How decentralized (and self-sovereign) identity can help enforcing GDPR
Recently I was invited to a tech meeting where different blockchain startups were presenting their innovative projects.
I begun my presentation with this list, from wikipedia, of data breaches involving more than 30.000 personal data records stolen.
https://en.wikipedia.org/wiki/List_of_data_breaches
As the wikipedia post states, at the time of this writing, there has been in the world, in 2019 so far:
- More than 2.7 billion id records stolen
- more than 700 million unique email addresses stolen
- 21 million unique passwords stolen
And here's a second figure, this time coming from the European Commission, showing the number of data breach notifications, from May 2018 to May 2019.
https://ec.europa.eu/commission/sites/beta-political/files/infographic-gdpr_in_numbers_1.pdf
The reason I started with this numbers is clear. There's a real threat. These breaches affect us, directly or indirectly, even if personally we take privacy and security seriously.
We share data. Constantly. And so far, we have almost no control on what really happens with it.
GDPR is a good step towards a more privacy-friendly future since it tries to address this problem. But its enforcement is showing to be quite challenging sometimes, because, but not only, our tech industry (well, our society) has been built using a completely different set of rules.
Indeed, the Internet was designed to be fast, open, frictionless... but 30/40 years ago there was little place for encryption, strong authentication, and even less concerns to enforce privacy or data protection (great article here).
So, back to GDPR, I recently spotted this motto-title in a European Comission's report on GDPR (June 2019):
https://ec.europa.eu/commission/sites/beta-political/files/digital_avatar_280519_v5.pdf
It caught my eye the fact that here with this title, the EC is not trying to make us aware of the rights, benefits and good deeds of GDPR. They are pushing citizens to be active actors of it.
And the question that immediately came to my mind was: how they pretend citizens can do that?
Some years ago, in the Rebooting the Web of Trust, the attributes-based concept of identity became important again. The novelty was in the decentralized property that blockchains were bringing up. Allen coined the term self-sovereign identity, and came up with 10 principles to define it, some of them very aligned with the core principles of GDPR:
- Existence. Users must have an independent existence.
- Control. Users must control their identities.
- Access. Users must have access to their own data.
- Transparency. Systems and algorithms must be transparent.
- Persistence. Identities must be long-lived.
- Portability. Information and services about identity must be transportable.

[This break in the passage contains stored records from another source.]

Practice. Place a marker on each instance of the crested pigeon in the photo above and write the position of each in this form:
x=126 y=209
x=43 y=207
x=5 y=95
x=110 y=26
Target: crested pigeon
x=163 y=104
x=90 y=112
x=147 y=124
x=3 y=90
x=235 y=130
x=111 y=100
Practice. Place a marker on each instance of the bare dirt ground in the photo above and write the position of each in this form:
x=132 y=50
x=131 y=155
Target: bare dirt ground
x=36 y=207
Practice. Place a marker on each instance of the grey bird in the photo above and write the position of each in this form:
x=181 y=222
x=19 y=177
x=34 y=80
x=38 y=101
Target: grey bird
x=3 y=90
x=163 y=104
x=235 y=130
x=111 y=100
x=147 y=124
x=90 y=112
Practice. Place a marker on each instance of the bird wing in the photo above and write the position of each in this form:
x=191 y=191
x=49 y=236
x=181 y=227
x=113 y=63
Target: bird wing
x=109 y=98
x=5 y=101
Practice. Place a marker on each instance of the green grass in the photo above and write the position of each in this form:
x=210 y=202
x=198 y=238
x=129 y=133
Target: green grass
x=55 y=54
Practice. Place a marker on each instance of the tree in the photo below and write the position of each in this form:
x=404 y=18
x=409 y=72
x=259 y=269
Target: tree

- Interoperability. Identities should be as widely usable as possible.
- Consent. Users must agree to the use of their identity.
- Minimalization. Disclosure of claims must be minimized.
- Protection. The rights of users must be protected.
W3C's implementation (Verifiable Claims + DIDs) of this vision puts the user in the middle. Any exchange of personal data (credentials) flows through the user and is sent to 3rd party (as presentations). Literally, this vision helps users to take control of their virtual identity.
https://www.w3.org/TR/vc-data-model/
DLTs help here by decentralizing the control of a central registry where we can verify the validity of those credentials.
The benefits of adopting this approach might be obvious:
- better customer experience (no more login/passwords!!),
- compliance with regulation,
- new business scenarios (e.g. key recovery services),
- decrease in ID costs management,
- and, for me, the most important one: to know that we are doing things in a better way.
There are several companies working on Decentralized Identity. And we are still at its infancy! The industry is working together towards standardization (done by W3C, IETF, DIF and Hyperledger) and if as a community we are able to agree on a common protocol for identity that is used by many different players, the benefits will be hundreds of times bigger.